The author, Dr. Horatius Bonar, was born in Edinburgh, Scotland, on December 19th, 1808. After his early education and ministerial studies he was ordained to the ministry of the Church of Scotland, then established, in 1837.

However, when the fateful 'disruption' took place in 1843, Bonar was one of those who separated from the established church and helped to found the Church of Scotland 'free,' or the Free Church' as it later came to be called.

In that same year he married Miss Jane Lundie and moved to a pastorate in Kelso, on the River Tweed, in the Scottish borders.

Their 40 years together were not without trouble and sorrow, yet they could testify that all the things that happened to them brought glory to God and gave them a wider ministry. When five of their children died early in life, Horatius wrote, 'Spare not the stroke; do with me as thou wilt; let there be naught unfinished, broken or marred, complete thy purpose that we may become thy perfect image.' Surely, the sign of true godliness.

It is reported that Dr.

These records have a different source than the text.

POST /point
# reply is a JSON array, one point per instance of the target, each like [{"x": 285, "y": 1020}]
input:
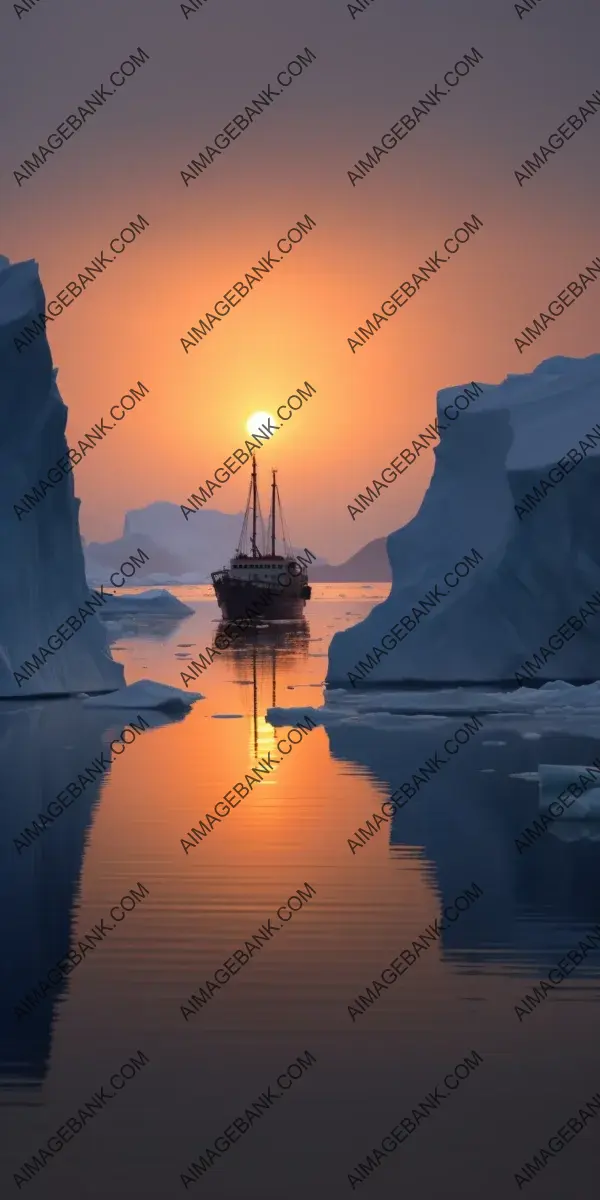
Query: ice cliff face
[
  {"x": 538, "y": 568},
  {"x": 42, "y": 579}
]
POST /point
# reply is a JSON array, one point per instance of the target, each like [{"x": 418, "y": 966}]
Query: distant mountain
[
  {"x": 369, "y": 564},
  {"x": 178, "y": 551}
]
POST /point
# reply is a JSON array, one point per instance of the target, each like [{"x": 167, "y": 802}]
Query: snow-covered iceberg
[
  {"x": 42, "y": 577},
  {"x": 538, "y": 567},
  {"x": 147, "y": 694},
  {"x": 155, "y": 601},
  {"x": 575, "y": 790}
]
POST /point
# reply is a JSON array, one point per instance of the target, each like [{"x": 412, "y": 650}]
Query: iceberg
[
  {"x": 496, "y": 492},
  {"x": 556, "y": 780},
  {"x": 42, "y": 576},
  {"x": 156, "y": 601}
]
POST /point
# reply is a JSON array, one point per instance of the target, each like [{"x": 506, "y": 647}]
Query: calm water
[{"x": 293, "y": 995}]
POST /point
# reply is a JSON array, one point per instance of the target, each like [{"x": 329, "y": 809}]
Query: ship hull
[{"x": 238, "y": 598}]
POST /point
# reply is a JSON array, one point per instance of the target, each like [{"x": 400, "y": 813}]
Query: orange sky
[{"x": 367, "y": 239}]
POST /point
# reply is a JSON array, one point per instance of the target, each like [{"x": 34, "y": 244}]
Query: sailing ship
[{"x": 257, "y": 583}]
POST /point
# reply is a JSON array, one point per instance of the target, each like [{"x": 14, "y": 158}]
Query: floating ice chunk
[
  {"x": 555, "y": 779},
  {"x": 148, "y": 694},
  {"x": 157, "y": 601}
]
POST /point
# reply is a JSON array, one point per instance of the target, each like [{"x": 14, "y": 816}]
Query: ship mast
[
  {"x": 255, "y": 552},
  {"x": 273, "y": 514}
]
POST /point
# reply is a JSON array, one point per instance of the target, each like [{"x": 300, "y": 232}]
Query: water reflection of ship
[
  {"x": 257, "y": 655},
  {"x": 252, "y": 580}
]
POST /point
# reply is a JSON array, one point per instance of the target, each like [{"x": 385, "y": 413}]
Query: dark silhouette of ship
[{"x": 258, "y": 585}]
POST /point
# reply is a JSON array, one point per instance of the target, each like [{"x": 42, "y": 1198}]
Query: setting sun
[{"x": 258, "y": 419}]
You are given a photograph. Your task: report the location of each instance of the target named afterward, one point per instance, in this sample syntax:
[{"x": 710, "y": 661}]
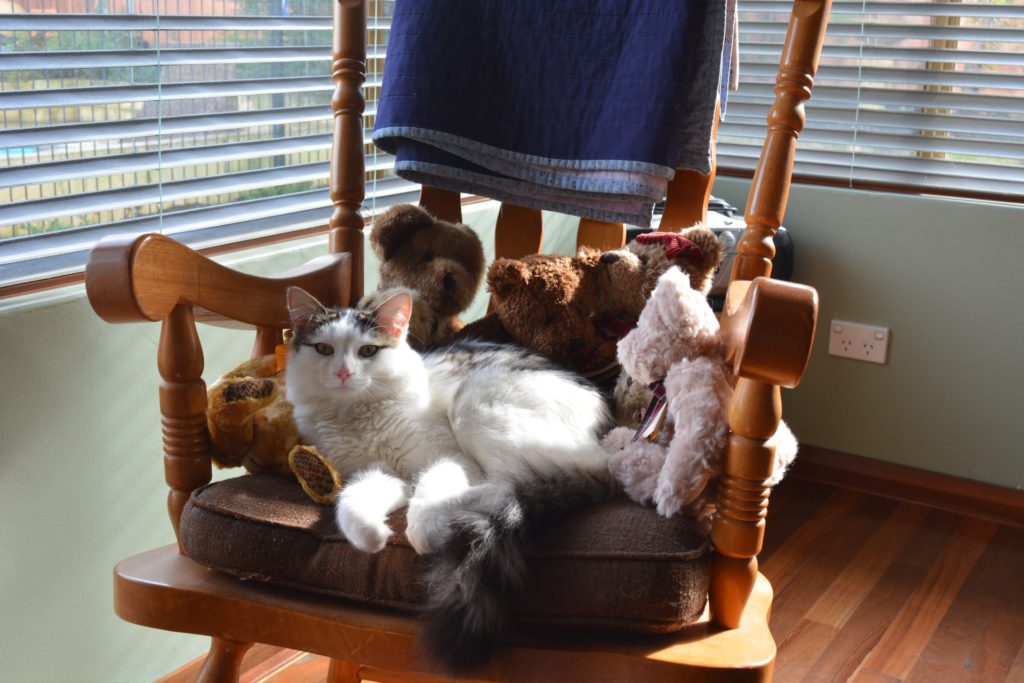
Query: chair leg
[
  {"x": 223, "y": 665},
  {"x": 342, "y": 671}
]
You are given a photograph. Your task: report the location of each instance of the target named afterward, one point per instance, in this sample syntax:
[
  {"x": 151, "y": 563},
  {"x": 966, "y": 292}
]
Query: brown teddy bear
[
  {"x": 251, "y": 425},
  {"x": 545, "y": 302},
  {"x": 440, "y": 263},
  {"x": 574, "y": 309}
]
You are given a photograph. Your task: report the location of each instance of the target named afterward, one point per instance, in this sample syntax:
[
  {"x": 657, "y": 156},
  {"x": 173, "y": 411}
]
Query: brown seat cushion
[{"x": 611, "y": 565}]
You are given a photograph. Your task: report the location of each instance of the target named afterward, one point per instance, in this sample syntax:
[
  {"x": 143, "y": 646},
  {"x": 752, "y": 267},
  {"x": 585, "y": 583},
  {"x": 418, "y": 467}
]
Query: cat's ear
[
  {"x": 303, "y": 308},
  {"x": 392, "y": 315}
]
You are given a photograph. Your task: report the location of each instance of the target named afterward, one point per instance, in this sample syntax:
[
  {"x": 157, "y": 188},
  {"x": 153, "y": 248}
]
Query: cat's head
[{"x": 346, "y": 353}]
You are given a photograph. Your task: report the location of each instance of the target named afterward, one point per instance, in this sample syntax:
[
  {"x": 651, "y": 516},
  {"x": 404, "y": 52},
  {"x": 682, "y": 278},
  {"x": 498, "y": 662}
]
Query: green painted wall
[{"x": 946, "y": 275}]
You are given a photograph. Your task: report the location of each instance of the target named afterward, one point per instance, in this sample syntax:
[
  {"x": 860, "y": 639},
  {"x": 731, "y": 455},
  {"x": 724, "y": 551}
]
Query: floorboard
[{"x": 867, "y": 589}]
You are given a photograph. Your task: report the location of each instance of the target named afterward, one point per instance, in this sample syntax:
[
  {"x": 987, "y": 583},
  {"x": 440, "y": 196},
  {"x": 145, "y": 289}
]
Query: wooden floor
[{"x": 866, "y": 589}]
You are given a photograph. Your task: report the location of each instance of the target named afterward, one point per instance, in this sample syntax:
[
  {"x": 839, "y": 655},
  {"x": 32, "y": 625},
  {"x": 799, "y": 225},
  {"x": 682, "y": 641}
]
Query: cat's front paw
[
  {"x": 368, "y": 535},
  {"x": 428, "y": 526}
]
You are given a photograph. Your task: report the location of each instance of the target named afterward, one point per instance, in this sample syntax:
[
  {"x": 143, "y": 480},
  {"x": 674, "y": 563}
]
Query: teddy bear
[
  {"x": 440, "y": 263},
  {"x": 545, "y": 302},
  {"x": 632, "y": 272},
  {"x": 576, "y": 309},
  {"x": 676, "y": 347},
  {"x": 251, "y": 425},
  {"x": 249, "y": 421}
]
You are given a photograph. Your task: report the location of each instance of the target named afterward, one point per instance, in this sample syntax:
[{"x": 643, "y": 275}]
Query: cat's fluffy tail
[{"x": 478, "y": 577}]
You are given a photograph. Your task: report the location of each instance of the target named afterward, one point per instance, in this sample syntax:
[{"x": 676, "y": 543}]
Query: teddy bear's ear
[
  {"x": 395, "y": 226},
  {"x": 709, "y": 243},
  {"x": 505, "y": 274},
  {"x": 303, "y": 309}
]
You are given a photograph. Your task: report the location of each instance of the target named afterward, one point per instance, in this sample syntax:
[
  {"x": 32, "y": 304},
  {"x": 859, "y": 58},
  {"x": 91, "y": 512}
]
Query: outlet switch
[{"x": 858, "y": 341}]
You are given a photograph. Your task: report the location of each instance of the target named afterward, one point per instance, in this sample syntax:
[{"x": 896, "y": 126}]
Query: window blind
[
  {"x": 921, "y": 96},
  {"x": 207, "y": 121}
]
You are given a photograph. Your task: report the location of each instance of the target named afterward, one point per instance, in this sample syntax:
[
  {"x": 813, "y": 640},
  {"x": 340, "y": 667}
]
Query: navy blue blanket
[{"x": 585, "y": 107}]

Bonar spent many hours each day in his study, praying aloud. A maid, who was converted in his home through these prayers, commented 'If he needs to pray so much, what will happen of me if I don't pray?'

Once when speaking to a young man about the matter of his salvation, he discovered that this individual had great difficulty in believing that the Lord could, and would save him from his sin.

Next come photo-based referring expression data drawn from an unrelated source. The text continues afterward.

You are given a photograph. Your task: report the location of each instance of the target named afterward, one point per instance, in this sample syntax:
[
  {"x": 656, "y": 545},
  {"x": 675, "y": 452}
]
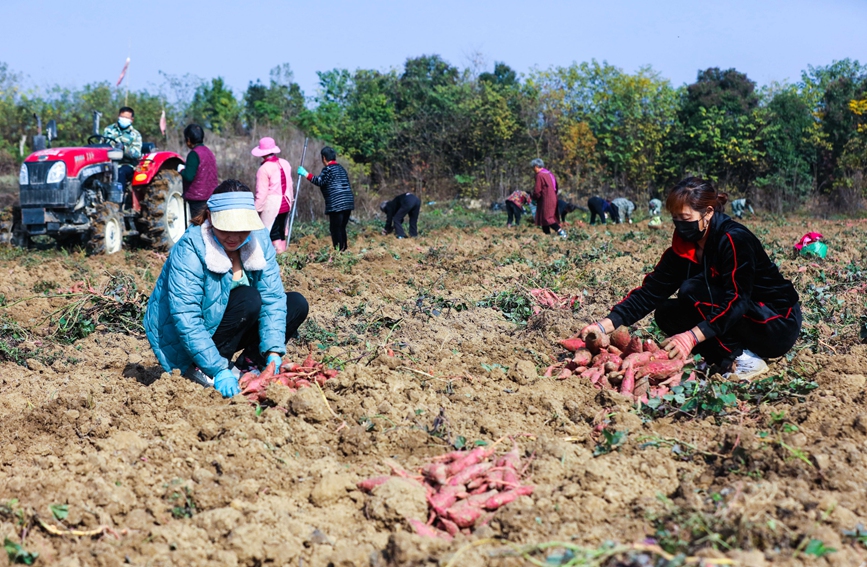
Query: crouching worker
[
  {"x": 733, "y": 306},
  {"x": 396, "y": 210},
  {"x": 220, "y": 292}
]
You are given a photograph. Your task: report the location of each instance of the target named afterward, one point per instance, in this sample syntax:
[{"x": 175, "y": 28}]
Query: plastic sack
[{"x": 817, "y": 248}]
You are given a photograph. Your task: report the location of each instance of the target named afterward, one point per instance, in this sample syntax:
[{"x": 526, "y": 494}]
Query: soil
[{"x": 181, "y": 476}]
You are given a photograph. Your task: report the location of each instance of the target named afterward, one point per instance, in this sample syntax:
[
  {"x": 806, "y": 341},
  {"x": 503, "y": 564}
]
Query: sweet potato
[
  {"x": 369, "y": 484},
  {"x": 436, "y": 472},
  {"x": 596, "y": 342},
  {"x": 659, "y": 369},
  {"x": 582, "y": 357},
  {"x": 642, "y": 387},
  {"x": 635, "y": 345},
  {"x": 572, "y": 344},
  {"x": 504, "y": 498},
  {"x": 469, "y": 473},
  {"x": 628, "y": 384},
  {"x": 464, "y": 515},
  {"x": 620, "y": 337}
]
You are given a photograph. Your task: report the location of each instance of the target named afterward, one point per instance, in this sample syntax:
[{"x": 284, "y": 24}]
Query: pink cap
[{"x": 266, "y": 146}]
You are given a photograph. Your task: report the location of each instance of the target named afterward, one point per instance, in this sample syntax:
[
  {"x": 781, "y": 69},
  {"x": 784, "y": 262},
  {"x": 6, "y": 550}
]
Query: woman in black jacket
[{"x": 733, "y": 306}]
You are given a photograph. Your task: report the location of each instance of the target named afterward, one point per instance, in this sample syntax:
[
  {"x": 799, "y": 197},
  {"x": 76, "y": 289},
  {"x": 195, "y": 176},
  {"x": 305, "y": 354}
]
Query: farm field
[{"x": 439, "y": 348}]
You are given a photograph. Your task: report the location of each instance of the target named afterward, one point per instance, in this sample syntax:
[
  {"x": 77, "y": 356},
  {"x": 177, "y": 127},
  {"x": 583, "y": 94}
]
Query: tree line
[{"x": 441, "y": 130}]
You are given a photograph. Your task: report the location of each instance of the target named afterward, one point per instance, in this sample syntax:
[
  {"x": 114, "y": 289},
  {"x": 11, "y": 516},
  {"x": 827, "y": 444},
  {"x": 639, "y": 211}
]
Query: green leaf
[
  {"x": 60, "y": 511},
  {"x": 818, "y": 549},
  {"x": 18, "y": 554}
]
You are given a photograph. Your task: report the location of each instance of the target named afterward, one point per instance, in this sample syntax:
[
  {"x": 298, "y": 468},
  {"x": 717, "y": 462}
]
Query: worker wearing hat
[{"x": 220, "y": 292}]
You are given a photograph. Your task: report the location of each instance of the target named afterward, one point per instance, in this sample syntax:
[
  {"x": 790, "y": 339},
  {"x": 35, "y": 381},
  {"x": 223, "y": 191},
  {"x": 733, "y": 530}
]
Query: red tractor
[{"x": 72, "y": 195}]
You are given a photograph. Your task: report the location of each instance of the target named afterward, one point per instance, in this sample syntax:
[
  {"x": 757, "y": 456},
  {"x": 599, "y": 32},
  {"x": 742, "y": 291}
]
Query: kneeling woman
[
  {"x": 733, "y": 306},
  {"x": 220, "y": 292}
]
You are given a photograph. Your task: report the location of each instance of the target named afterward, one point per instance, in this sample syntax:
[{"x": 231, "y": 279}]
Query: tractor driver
[{"x": 122, "y": 132}]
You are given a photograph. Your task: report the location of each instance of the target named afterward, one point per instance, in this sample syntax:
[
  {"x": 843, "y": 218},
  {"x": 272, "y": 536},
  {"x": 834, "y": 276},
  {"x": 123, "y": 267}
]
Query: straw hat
[
  {"x": 234, "y": 212},
  {"x": 266, "y": 146}
]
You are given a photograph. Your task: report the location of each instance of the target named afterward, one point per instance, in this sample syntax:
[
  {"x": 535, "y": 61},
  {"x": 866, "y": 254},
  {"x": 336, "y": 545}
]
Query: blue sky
[{"x": 76, "y": 42}]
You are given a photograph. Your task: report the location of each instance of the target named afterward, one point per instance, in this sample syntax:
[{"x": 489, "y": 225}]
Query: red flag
[{"x": 123, "y": 73}]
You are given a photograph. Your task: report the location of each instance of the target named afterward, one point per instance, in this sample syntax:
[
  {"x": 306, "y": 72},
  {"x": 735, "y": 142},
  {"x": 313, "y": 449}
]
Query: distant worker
[
  {"x": 564, "y": 208},
  {"x": 274, "y": 191},
  {"x": 122, "y": 133},
  {"x": 600, "y": 207},
  {"x": 339, "y": 200},
  {"x": 545, "y": 194},
  {"x": 515, "y": 206},
  {"x": 655, "y": 210},
  {"x": 738, "y": 206},
  {"x": 199, "y": 173},
  {"x": 396, "y": 210},
  {"x": 625, "y": 208}
]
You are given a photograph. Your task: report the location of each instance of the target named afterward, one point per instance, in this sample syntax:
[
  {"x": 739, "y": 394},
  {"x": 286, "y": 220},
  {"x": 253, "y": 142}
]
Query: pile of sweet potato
[
  {"x": 637, "y": 369},
  {"x": 292, "y": 375},
  {"x": 464, "y": 489}
]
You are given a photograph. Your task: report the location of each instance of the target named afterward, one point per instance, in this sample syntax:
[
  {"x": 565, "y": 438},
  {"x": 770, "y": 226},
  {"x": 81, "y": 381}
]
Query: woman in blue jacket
[{"x": 220, "y": 292}]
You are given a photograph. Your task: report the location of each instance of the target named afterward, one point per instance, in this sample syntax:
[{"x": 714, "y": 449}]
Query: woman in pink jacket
[{"x": 274, "y": 191}]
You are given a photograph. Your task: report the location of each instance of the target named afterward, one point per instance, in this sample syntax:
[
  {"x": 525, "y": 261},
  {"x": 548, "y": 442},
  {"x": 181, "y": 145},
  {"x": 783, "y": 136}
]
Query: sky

Dr. Bonar asked 'Which is of greater weight your sin, or the blood of Jesus shed for sinners?' Joyfully the young man answered 'I am sure the blood of Jesus weighs more heavily than even my sin.' Thus by the holy wisdom and devoted skill of the man of God he was brought to saving faith in Christ. Dr. Bonar firmly believed that the only antidote to crimson sin is the cleansing blood of the Lord Jesus.

He was a prolific writer, editing two magazines, publishing many articles and producing hundreds of tracts. One of these, entitled "Believe and live", and said to be a favourite of Queen Victoria, sold a million copies. He also wrote 600 hymns and translated at least 60 Psalms.

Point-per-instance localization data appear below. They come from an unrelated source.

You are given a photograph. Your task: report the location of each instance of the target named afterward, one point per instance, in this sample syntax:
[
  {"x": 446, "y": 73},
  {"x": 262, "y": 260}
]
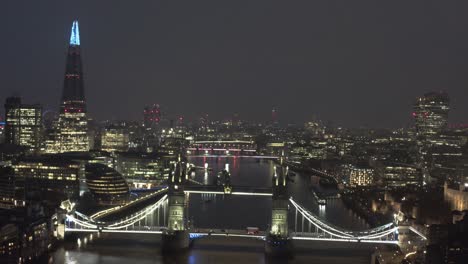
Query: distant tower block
[
  {"x": 152, "y": 115},
  {"x": 73, "y": 121}
]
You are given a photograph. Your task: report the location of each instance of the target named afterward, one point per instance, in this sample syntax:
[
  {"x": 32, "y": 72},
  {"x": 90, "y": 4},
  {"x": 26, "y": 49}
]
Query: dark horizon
[{"x": 243, "y": 57}]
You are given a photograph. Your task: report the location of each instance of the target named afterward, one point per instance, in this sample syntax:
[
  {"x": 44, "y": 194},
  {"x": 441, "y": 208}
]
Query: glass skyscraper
[{"x": 73, "y": 123}]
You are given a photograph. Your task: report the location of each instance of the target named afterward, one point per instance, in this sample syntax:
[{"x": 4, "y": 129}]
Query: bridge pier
[
  {"x": 176, "y": 237},
  {"x": 277, "y": 242}
]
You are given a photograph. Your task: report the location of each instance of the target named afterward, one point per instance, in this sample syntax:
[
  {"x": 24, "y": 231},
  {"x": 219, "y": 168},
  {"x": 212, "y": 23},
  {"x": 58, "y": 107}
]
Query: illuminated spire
[{"x": 75, "y": 34}]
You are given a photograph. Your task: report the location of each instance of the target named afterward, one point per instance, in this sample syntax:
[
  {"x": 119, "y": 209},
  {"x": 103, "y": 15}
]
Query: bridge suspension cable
[{"x": 380, "y": 232}]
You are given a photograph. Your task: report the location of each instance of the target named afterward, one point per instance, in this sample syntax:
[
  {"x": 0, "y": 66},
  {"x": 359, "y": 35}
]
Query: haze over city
[
  {"x": 233, "y": 132},
  {"x": 356, "y": 63}
]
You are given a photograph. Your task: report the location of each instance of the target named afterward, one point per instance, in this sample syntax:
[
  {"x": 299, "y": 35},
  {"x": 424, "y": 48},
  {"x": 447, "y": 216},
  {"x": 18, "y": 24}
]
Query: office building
[
  {"x": 23, "y": 123},
  {"x": 73, "y": 124}
]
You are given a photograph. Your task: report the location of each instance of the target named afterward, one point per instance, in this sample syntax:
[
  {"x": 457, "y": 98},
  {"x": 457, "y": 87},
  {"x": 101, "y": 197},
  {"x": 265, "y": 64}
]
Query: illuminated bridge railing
[
  {"x": 143, "y": 221},
  {"x": 106, "y": 212},
  {"x": 313, "y": 228},
  {"x": 309, "y": 226}
]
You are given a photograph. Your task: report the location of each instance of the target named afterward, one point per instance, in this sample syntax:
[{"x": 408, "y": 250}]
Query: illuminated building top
[{"x": 75, "y": 34}]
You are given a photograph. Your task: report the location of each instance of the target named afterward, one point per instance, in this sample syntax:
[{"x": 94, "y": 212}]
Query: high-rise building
[
  {"x": 9, "y": 197},
  {"x": 152, "y": 115},
  {"x": 23, "y": 123},
  {"x": 115, "y": 138},
  {"x": 431, "y": 114},
  {"x": 431, "y": 118},
  {"x": 73, "y": 123},
  {"x": 56, "y": 174}
]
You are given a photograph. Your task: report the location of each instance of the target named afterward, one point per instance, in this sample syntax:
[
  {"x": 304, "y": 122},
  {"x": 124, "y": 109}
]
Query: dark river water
[{"x": 227, "y": 212}]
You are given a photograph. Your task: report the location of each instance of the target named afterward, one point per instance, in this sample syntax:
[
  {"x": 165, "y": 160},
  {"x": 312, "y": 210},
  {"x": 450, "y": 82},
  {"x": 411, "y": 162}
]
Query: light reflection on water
[{"x": 218, "y": 211}]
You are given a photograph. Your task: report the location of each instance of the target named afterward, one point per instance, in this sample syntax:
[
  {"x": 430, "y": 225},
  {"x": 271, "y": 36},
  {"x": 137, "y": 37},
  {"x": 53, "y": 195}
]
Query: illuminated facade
[
  {"x": 279, "y": 209},
  {"x": 9, "y": 197},
  {"x": 115, "y": 139},
  {"x": 73, "y": 123},
  {"x": 152, "y": 115},
  {"x": 49, "y": 174},
  {"x": 144, "y": 170},
  {"x": 400, "y": 175},
  {"x": 456, "y": 197},
  {"x": 23, "y": 123},
  {"x": 361, "y": 176},
  {"x": 431, "y": 114},
  {"x": 107, "y": 185}
]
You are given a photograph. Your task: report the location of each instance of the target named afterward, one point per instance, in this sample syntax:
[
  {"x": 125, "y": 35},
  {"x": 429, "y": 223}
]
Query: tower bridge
[{"x": 167, "y": 217}]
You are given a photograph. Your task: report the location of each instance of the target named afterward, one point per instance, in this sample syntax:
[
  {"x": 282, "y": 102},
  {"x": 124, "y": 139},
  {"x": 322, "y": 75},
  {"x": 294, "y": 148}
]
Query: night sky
[{"x": 350, "y": 61}]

Bonar was a man with a powerful and consecrated intellect, a deep knowledge of the Scriptures, and a physical stature both tall and strong. But these somewhat overpowering characteristics were offset by a gentle, sympathetic nature and a childlike faith.

Perhaps it was the childlikeness which gave him such a love for little ones. Certainly it was his love and concern for the young that led him to the writing of his hymns.

When he observed their rather indifferent spirit towards the traditional singing of the Psalms; but a much livelier attitude when singing their weekday songs, he decided to write sacred words for their joyful tunes.

The experiment met with instant success and brought excellent results too. One woman who had attended his weekly Bible class later testified, 'We still cherish the hymn he wrote specially for us.' It ran;

Shall this life of mine be wasted,
Shall this vineyard lie untilled?
Then no longer idly dreaming,
Shall I fling my years away;
But, each precious hour redeeming,
Wait for the eternal day.

In 1866 Horatius Bonar moved to Edinburgh, the city of his birth. There he continued his faithful labours for the Master until his death on July 31st, 1889. A sad loss to Scotland, its church and its people, but a life lived to the service of others and the glory of God.

I heard the voice of Jesus say,
'Come unto me and rest;
Lay down, thou weary one, lay down
Thy head upon my breast.'

I came to Jesus as I was
Weary, and worn, and sad;
I found in him a resting place,
And he has made me glad.


28 Come unto me, all ye that labour and are heavy laden, and I will give you rest.